# Growing Up The iPod Way



## kg4fxg (May 24, 2009)

I ran accross an interesting article, what if someone borrowed your iPod and listened to your music - what would they think? 

September 21, 2009 - The treadmill and the iPod are for my generation what the hammer and the sickle were for the early Bolsheviks — articles of faith. I've been running my miles and listening to my music for a year, and if I could write while in motion I'd have a memoir by now.

Each song comes with a memory; I must have chosen them attempting to recapitulate episodes in my life that they were the soundtrack for. I used to think that life would be a lot more interesting if it had a soundtrack like the movies: eating breakfast would come with Mozart, giving the frying egg an aura. Well, life does come with a soundtrack, but it's a delayed soundtrack that comes long after you've lived the life the songs went with. The treadmill and the iPod give you back your life as memories with a soundtrack.

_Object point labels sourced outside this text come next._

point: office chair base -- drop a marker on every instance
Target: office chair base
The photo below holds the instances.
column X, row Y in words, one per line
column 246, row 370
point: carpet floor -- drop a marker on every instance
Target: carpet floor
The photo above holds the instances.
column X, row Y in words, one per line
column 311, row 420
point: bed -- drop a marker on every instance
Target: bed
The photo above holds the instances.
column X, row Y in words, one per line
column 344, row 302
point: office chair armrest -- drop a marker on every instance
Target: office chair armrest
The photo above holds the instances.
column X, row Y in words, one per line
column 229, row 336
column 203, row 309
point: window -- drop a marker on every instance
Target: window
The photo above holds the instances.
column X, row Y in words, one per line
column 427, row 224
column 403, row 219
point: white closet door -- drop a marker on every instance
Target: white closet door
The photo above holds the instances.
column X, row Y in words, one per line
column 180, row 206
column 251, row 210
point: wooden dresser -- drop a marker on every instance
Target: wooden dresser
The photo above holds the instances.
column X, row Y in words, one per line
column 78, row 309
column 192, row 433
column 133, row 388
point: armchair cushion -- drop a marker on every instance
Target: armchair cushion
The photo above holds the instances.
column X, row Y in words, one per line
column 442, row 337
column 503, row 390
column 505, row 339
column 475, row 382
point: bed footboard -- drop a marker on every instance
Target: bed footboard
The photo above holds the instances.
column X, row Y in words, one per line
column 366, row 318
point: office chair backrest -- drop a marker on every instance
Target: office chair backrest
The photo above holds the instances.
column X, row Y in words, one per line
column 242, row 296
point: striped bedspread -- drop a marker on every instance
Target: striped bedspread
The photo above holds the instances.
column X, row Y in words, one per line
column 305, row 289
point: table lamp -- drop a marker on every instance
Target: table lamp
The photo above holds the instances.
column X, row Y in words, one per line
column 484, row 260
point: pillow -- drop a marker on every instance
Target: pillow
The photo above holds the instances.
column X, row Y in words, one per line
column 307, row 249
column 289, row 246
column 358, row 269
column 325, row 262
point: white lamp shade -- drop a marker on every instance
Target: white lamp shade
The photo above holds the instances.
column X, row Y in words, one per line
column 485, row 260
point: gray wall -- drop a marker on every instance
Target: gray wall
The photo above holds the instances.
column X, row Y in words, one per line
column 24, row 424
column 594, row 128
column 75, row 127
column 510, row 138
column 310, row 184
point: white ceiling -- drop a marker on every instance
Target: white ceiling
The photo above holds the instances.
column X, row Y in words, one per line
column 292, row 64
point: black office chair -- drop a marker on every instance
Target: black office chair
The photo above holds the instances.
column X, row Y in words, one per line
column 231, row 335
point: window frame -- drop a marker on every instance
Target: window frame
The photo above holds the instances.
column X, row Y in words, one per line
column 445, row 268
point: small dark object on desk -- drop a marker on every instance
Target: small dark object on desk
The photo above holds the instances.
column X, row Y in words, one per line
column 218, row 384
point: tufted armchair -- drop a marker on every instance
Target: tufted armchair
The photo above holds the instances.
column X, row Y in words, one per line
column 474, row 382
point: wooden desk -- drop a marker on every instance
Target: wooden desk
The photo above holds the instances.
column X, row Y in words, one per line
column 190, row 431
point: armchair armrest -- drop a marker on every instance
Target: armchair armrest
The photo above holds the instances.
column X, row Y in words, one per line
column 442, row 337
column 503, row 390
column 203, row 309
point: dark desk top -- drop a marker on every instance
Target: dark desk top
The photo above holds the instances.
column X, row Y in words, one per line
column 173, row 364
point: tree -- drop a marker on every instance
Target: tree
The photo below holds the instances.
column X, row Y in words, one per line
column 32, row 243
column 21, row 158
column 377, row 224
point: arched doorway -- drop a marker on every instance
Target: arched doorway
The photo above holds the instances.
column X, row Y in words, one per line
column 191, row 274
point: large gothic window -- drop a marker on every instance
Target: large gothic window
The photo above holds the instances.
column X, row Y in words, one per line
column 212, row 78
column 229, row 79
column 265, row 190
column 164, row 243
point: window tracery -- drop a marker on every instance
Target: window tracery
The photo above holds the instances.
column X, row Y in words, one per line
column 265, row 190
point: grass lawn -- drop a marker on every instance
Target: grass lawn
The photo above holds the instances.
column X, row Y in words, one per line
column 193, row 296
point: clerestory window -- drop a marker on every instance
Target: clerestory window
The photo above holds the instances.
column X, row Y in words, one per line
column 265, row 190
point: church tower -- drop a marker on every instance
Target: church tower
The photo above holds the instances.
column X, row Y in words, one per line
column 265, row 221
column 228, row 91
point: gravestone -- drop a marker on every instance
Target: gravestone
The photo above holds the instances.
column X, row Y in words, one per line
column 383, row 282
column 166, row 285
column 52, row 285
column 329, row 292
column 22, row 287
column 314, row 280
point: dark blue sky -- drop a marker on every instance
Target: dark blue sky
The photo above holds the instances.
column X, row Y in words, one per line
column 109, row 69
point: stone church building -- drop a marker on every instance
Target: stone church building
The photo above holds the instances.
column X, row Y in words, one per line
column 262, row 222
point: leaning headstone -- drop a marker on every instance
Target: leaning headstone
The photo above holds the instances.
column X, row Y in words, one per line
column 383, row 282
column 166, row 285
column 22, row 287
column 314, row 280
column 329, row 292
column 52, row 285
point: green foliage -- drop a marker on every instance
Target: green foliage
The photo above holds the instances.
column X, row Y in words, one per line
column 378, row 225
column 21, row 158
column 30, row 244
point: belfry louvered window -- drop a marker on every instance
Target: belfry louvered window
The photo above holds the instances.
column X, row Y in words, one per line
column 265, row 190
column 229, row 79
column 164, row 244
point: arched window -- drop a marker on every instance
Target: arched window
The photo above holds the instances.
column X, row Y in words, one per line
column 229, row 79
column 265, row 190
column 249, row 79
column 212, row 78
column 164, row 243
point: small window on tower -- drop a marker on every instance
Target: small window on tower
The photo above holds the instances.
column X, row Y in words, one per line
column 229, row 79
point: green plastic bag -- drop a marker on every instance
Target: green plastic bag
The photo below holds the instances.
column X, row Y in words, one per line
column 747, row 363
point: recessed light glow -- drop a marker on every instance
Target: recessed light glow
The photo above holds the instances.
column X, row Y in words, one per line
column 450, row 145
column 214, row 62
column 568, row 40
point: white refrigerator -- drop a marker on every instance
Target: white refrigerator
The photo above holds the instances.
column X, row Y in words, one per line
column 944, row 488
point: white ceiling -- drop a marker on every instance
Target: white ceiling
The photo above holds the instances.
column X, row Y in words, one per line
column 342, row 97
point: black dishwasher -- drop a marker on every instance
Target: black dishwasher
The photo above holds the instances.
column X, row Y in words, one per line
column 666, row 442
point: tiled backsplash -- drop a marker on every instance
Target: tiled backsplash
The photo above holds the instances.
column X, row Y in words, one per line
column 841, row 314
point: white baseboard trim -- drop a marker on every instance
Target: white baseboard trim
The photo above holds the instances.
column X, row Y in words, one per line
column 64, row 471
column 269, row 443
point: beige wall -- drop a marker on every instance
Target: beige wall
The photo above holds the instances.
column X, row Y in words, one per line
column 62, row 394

Imagine my shock when my iPod died. It was like my memory died. And then Laura, my wife, said, "Use mine!" So I put her music in my ears and started running. Man. Not only did I have no memories to go with some of her music, but I didn't even know what some of it was. She has pretty eclectic tastes, from bluegrass to gospel to R&B and classical, so I found myself like Dante in an obscure forest. My musical passions stopped being systematic at the end of the '70s, and have advanced since strictly along the lines of New Orleans live music when I took out-of-town friends to clubs. This is not negligible, but not exactly knowledgeable either.

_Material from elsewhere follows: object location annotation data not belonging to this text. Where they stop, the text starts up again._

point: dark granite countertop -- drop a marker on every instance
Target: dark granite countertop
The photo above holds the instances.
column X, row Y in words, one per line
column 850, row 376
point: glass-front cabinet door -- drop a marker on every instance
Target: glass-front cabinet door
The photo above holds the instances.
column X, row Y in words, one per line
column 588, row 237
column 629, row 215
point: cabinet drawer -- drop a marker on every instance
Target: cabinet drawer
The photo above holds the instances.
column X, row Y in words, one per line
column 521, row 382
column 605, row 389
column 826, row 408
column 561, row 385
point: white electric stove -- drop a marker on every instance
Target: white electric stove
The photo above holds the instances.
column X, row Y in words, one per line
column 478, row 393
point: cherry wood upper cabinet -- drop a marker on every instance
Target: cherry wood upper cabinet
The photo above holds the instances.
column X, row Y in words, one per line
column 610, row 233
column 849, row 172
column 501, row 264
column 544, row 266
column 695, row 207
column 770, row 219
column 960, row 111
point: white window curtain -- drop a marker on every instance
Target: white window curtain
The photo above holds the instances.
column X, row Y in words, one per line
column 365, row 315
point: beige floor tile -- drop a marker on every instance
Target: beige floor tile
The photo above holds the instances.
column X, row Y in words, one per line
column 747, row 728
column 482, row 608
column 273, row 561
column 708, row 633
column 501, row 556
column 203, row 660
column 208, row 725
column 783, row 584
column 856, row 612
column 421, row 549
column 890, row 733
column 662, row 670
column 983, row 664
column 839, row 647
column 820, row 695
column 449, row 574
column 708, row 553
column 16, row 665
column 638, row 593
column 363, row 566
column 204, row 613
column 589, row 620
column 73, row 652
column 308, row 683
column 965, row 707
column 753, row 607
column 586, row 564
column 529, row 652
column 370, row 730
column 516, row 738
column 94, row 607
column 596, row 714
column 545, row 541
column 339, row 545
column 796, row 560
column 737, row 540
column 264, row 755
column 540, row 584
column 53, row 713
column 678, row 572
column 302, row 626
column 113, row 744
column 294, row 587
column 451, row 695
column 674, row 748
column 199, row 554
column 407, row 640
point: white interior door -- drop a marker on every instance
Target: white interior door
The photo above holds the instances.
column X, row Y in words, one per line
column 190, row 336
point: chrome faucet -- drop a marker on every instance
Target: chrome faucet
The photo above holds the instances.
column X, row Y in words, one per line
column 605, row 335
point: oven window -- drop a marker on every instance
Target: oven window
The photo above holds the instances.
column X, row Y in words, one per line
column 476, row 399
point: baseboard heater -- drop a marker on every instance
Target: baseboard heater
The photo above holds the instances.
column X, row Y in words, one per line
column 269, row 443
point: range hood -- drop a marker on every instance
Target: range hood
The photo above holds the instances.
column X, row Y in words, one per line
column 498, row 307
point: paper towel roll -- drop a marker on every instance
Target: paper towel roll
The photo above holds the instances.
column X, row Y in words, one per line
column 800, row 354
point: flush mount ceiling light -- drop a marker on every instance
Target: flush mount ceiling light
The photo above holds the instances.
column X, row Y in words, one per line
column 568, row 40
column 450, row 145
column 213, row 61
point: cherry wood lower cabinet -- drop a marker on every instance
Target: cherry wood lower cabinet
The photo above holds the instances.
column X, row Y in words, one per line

Laura's music was richer and more diverse, and as I ran, I started to have feelings and see scenes that I hadn't lived through. At first I thought that I was learning younger and smarter music, but as I gave myself to it, I had the sensation that I was actually remembering her life.

By Andrei Codrescu


----------



## dmg (Sep 13, 2009)

My Zune goes with me everywhere. It has ALL of my music on it - everything I ever owned on CD was placed on this thing (from Megadeth to Mozart, Tool to Tchaikovsky). I would be lost without it.


----------



## Padawan (Aug 27, 2009)

Being a baby boomer, my iPod would present a fairly accurate barometer of my musical tastes to-date but not a complete portrayal. Missing are the items on vinyl from my youth that I did not re-purchase. Also missing is the music my parents and relatives played, lots of Motown. None of the music my spouse has on vinyl -over 600 LPs, mostly jazz - which I have came to appreciate, is present. But my collection is 34% classical, which is cool, considering I just became a fan 3 months ago!

*edit:* _typing slower than I think, as usual!_


----------



## Weston (Jul 11, 2008)

My iPod is an ancient (almost 2 years!) 2 gig nano. It wouldn't hold all my music. I just use it to listen to spoken word podcasts.

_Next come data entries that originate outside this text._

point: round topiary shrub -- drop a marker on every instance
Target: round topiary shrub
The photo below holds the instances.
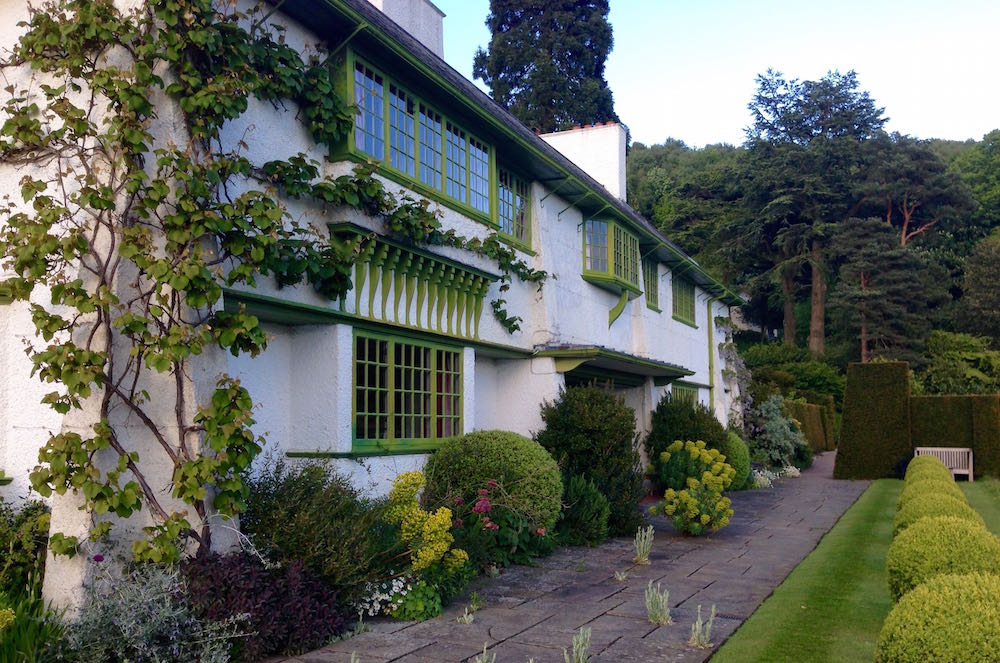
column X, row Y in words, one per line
column 933, row 505
column 949, row 618
column 926, row 466
column 674, row 420
column 929, row 487
column 591, row 432
column 523, row 472
column 585, row 517
column 738, row 456
column 938, row 545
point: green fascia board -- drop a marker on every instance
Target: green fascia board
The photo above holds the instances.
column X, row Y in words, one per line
column 291, row 313
column 536, row 159
column 597, row 357
column 355, row 229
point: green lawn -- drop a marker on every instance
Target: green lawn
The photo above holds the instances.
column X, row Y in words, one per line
column 832, row 605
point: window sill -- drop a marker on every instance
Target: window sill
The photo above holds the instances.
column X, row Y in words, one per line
column 689, row 323
column 612, row 283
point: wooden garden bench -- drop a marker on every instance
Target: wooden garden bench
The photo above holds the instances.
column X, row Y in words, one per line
column 956, row 459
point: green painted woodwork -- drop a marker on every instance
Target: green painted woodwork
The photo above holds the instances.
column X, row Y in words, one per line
column 683, row 300
column 449, row 295
column 406, row 394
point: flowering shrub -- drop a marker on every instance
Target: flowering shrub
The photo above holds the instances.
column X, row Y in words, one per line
column 698, row 506
column 495, row 533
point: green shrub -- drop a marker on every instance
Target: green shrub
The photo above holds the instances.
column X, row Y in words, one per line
column 143, row 615
column 680, row 420
column 875, row 433
column 926, row 467
column 931, row 486
column 938, row 545
column 525, row 474
column 777, row 442
column 312, row 514
column 949, row 618
column 585, row 516
column 933, row 505
column 34, row 631
column 738, row 456
column 591, row 432
column 698, row 506
column 24, row 534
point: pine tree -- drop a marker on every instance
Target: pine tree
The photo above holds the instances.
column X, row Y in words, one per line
column 545, row 61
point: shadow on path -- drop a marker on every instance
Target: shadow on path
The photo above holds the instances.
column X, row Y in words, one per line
column 533, row 612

_The Piano Puzzler _[highly recommended!]
NPR's _Science Friday_
The SETI Institute's _Are We Alone?_
Jim Harrold's _The Paranormal Podcast_
and whatever audio book I'm currently listening to, probably science fiction, fantasy, or classic literature.

If it contained music it would be about 2/3 classical (all genre's and time periods), about 1/4 progressive rock (think experimental classical music but using electric instruments and a drum kit) and a smattering of classic rock, jazz fusion, hard rock, metal, celtic folk, and electronica.

I think I need to purchase a newer one dedicated to music. The problem is, the darn things are just too hard to control. The idea of one or two buttons doing it all depending on how you contort your body is just obnoxious to me. I have trouble even turning mine off. It keeps wanting to pop back on. We need a device designed for humans to use and large enough for middle-aged users to see.


----------



## Albert7 (Nov 16, 2014)

I am definitely part of the iPod generation .


----------